Thinking Sphinx Reborn
So, over the last month or so I’ve been working hard on rewriting Thinking Sphinx - and it’s now time to release those changes publicly. The site’s now got a brief quickstart page and a detailed usage page beyond the rdoc files, and there will be more added over the coming weeks.
A quick overview of what’s shiny and new:
Better index definition syntax
This part reworked many times, finally to something I’m pretty happy with:
define_index do
indexes [first_name, last_name], :as => :name, :sortable => true
indexes email, location
indexes [posts.content, posts.subject], :as => :posts
end
Polymorphic association support in indexes
When you’re drilling down into your associations for relevant field
data, it’s now safe to use polymorphic associations - Thinking Sphinx is
pretty smart about figuring what models to look at. Make sure you put
table indexes on your _type
columns though.
MVA Support
Multi-Value Attributes now work nice and cleanly - so you can tie an array of integers to any record.
Multi-Model Searching
Just like before, you can search for records of a specific model. This time around though, you can also search across all your models - and the results still use will_paginate if it’s installed.
ThinkingSphinx::Search.search "help"
Better Filter Support
It was kinda in there to start with, but now it’s much smarter - and it
all goes into the conditions hash, just like a find
call:
User.search :conditions => {:role_id => 5}
Article.search :conditions => {:author_ids => [12, 24, 48]}
Sorting by Fields
As you may have noticed in the first code block of this post, you can
mark fields as :sortable
- what this does is it uses Sphinx’s string
attributes, and creates a matching attribute that acts as a sort-index
to the field. When specifying the search options though, you can just
use the field’s name - Thinking Sphinx knows what you’re talking about.
User.search "John", :order => :name
User.search "Smith", :order => "name DESC"
Even More
I’m so eager to share this new release that there’s probably a few things that need a bit more documentation - that will appear both on the Thinking Sphinx site and here on the blog. I’m planning on writing some articles that provide a solid overview to Sphinx in general - which will hopefully be some help no matter what plugin you use - and then dive into some regular ‘recipes’ of Thinking Sphinx usage, and some detailed posts of the cool new features as well.
Also in the pipeline is Merb support - just for ActiveRecord initially, but I’d love to get it talking to DataMapper as well.
Update: Jonathan Conway’s got a branch working in Merb and Rails - needless to say, I’ll be updating trunk with his patch as soon as possible.
I really love this plugin. It makes indexing a breeze and is much easier to use than the alternatives.
Thanks alot!
Pat, congratulations on releasing a new version of Thinking Sphinx. I’m looking forward to using it in my current project.
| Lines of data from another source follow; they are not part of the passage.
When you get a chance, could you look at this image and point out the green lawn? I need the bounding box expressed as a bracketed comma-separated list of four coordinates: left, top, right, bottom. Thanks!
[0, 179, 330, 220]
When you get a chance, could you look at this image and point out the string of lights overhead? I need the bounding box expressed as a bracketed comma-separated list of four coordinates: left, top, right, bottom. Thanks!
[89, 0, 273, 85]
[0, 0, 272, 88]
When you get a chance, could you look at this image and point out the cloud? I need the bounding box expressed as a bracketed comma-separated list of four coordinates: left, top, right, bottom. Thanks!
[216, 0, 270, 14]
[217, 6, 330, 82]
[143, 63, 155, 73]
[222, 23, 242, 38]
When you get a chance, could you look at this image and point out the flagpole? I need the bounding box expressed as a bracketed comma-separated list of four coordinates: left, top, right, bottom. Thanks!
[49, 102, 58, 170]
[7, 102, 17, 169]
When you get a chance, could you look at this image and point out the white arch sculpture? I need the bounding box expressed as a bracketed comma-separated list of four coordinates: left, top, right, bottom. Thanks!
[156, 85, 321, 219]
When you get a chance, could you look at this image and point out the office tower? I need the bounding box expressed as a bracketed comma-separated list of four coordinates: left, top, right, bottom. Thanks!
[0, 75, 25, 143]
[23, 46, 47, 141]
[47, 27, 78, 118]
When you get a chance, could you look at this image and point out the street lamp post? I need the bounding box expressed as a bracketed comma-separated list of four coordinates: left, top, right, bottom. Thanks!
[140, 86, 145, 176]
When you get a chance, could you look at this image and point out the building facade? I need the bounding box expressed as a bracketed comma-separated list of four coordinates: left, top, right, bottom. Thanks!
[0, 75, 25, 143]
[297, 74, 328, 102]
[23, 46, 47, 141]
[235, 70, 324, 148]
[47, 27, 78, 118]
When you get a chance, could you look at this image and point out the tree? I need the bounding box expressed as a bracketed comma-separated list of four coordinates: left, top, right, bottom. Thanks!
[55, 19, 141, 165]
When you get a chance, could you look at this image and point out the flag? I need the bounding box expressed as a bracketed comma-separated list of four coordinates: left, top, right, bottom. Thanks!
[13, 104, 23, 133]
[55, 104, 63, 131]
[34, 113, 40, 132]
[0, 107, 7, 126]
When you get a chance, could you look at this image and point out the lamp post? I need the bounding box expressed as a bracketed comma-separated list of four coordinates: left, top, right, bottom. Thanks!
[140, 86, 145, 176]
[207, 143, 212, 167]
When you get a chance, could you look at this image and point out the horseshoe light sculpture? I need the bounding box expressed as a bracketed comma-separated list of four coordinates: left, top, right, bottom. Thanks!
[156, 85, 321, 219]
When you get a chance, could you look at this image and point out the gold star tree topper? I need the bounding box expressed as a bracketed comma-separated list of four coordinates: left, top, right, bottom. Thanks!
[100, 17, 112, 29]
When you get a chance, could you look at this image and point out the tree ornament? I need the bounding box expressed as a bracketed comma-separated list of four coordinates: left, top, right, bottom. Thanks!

Could you give the option for DISTINCT in GROUP_CONCAT?
For example:
CAST (GROUP_CONCAT(DISTINCT `vendor_details`.`group_id` SEPARATOR ‘ ‘) AS CHAR)
oops:
@ CAST (GROUP_CONCAT(DISTINCT `vendor_details`.`group_id` SEPARATOR ‘ ‘) AS CHAR)@
Thuva: Thank you :)
Chris: Great that you’re enjoying the plugin. Why do you need the distinct though? I think I know a pretty easy way for me to add it in, I’m just not (yet) sure why it’s needed.
Does Thinking Sphinx support eager loading of associated models? Similar to the :include option in ActiveRecord find calls?
Rob: Yes, if you specify :include in your search calls, it will be respected.
The one caveat - since Sphinx returns an array of ids, each model has to be loaded in a separate call to the database, so the full speed benefits of :include aren’t quite reached.
ie: Think of it like
User.find(:first, :include => [:posts])
instead ofUser.find(:all, :include => [:posts])
I’m loving this plugin! Most excellent work!
I have one “query” related to searching a selected group of indexes.
It would great if you could supply a list of class names (like UltraSphinx does).
For example:
ThinkSphinx::Search.search(‘query’, { :class_names => [‘Article’, ‘Product’, ‘Customer’] })
Looking at ThinkSphinx::Search it seems to be capable of handing one index or all indexes, but not a selected group of indexes.
Is this a feature you have planned or thought about? Just curious… ;o)
Oliver: It’s not something I’d ever thought of - but easy enough to add. I’ll see if I can get it working over the next few days.
Thanks for the feedback :)
I’ve been reading about Thinking Sphinx a little and so far it looks promising (especially as a Ferret replacement). I’d suggest you write a comprehensive tutorial on Thinking Sphinx usage in Rails. Similar to the one Rails Envy did for Ferret (with highlighting, field boosting, pagination, etc).
Hi Paul - writing some detailed tutorials is definitely on my list of things to do. I’m hoping to start with a solid introduction to Sphinx first (by this weekend would be nice), and then I’ll move on to how to use Thinking Sphinx.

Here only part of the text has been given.